Five Tips to Motivate Employees

Here are five tips from Inc. Magazine to help motivate your employees and create a sense of community.

It can be difficult to feel passionate about the job you’re doing, especially if you’ve been at it for a while. A lack of motivation among employees is a dangerous issue that every leader must tackle head on, otherwise it could lead to burnout, poor performance, dragging sales and resignation letters.

It would be great if you could create an environment where your employees feel welcomed, inspired and useful at work, so that they actually look forward to Monday morning.

The person in charge has the power to transform a company’s culture and make a business feel more like home to the employees.

A great manager makes time to get to know employees on a personal level. While an employee’s personal life and values should never impact the way they are perceived at work, there are many benefits to getting to know team members outside of what they do. By taking the time to understand the staff’s backgrounds, a manager can gain considerable insight. Maybe a staff member is fluent in multiple languages, or has technical skills in what you company is currently lacking. You won’t know until you ask.

Paying attention to what your team members have learned through their unique experiences can help you find more ways to improve their quality of life and address their needs at work. Plus, you might just end up learning something that helps you better serve your customer base too.

Motivate your team by engaging them through new tasks that speak to their unique skills When filling a role in your company, you probably were mostly focused on the applicant’s skills that applied directly to their job description. However, chances are that they have more skills and passions than just the ones they’re using for their specific job. If you make the effort to find additional tasks that speak to their other talents, your employee will feel like you’re really paying attention to who they are as a full person, not just how they contribute to your bottom line.
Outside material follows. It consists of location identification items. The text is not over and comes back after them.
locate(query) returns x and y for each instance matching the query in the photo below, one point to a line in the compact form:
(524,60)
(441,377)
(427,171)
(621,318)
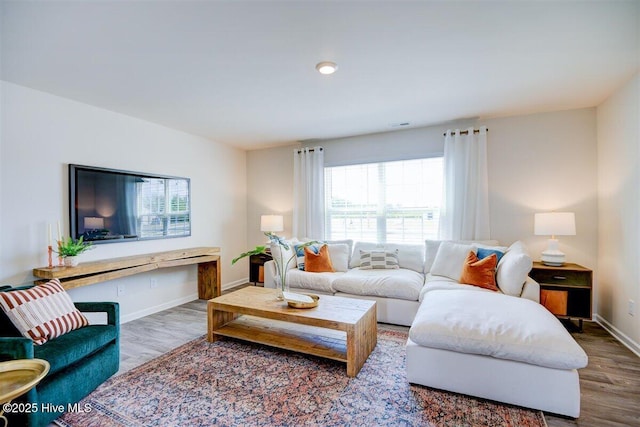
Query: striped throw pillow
(379,259)
(42,312)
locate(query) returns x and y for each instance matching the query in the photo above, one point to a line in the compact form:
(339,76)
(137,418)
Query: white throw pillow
(378,259)
(339,254)
(432,246)
(513,269)
(410,256)
(361,246)
(450,259)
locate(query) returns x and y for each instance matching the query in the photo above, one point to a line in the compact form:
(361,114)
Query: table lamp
(554,224)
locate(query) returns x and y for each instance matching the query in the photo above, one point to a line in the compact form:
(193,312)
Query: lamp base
(552,256)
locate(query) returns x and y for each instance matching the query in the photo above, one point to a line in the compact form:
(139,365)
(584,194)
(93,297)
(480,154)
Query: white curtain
(308,193)
(465,204)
To combat boredom, you also should offer continuing education and professional development so that employees can improve on skills that they are passionate about. This way, even if they transition to a new type of work, they will be much more likely to want to do so in conjunction with your company, because you have supported them throughout and offered opportunities for them to grow alongside you.

Emphasize good mental health by providing regular opportunities for employees to express their needs. Employees might be struggling to find balance in their lives. Maybe a single parent is having trouble getting their kids to school while working a nine-to-five job? Another employee could be dealing with an illness that makes it difficult for them to participate in office events. The point is, you just won’t know what’s going on with your team members unless you provide an environment where they feel comfortable speaking openly with you.

There are many things that you can do to facilitate a workplace that is conducive to honest and frank discussions that bridge the gap between leader and team. Whether it means sitting down with employees individually to talk about their career path and how you can help them get where they want to go, or bringing in a certified counselor, providing your team with regular check-ins will vastly improve their overall morale.

Foster connections between employees with team bonding experiences. When you make an effort to support a closer camaraderie between employees, work becomes more enjoyable and thus more productive. Office sports teams, special outings and birthday parties are just some of the ways you can facilitate bonding in your company. As well as creating friendships between team members, by participating in these activities yourself, you can help remove the perceived barriers between you as the boss and the people who work for your company.

Recognize employee accomplishments. There’s nothing like the feeling of being congratulated for a job well done to encourage a renewed interest in producing results at work. Take the time to genuinely appreciate your employees for the work they do, so that they never feel that their hard work is going unnoticed. Whether it’s a simple mention in your weekly team meeting or a personalized compliment in their holiday card, just letting them know that you see what they’re doing and value it can be a huge confidence boost for even the most seasoned employee. The added benefit when you acknowledge triumphs in public is that your others will see that hard work will result in recognition, resulting in renewed efforts throughout your team. A simple rule here is to make praise public while always keeping criticism private.

Kind Hearts Brighten Season

Builder Shares Millions
A builder who became a multi-millionaire after bagging a £105m Euromillions jackpot ($139 million USD) has told his customers he will finish their jobs for free – as an early Christmas present. Steve Thomson, from Selsey, West Sussex, England promised to go back to work in a bid to ‘stay normal’ after becoming the ninth-biggest UK winner in the history of the European Lottery last month.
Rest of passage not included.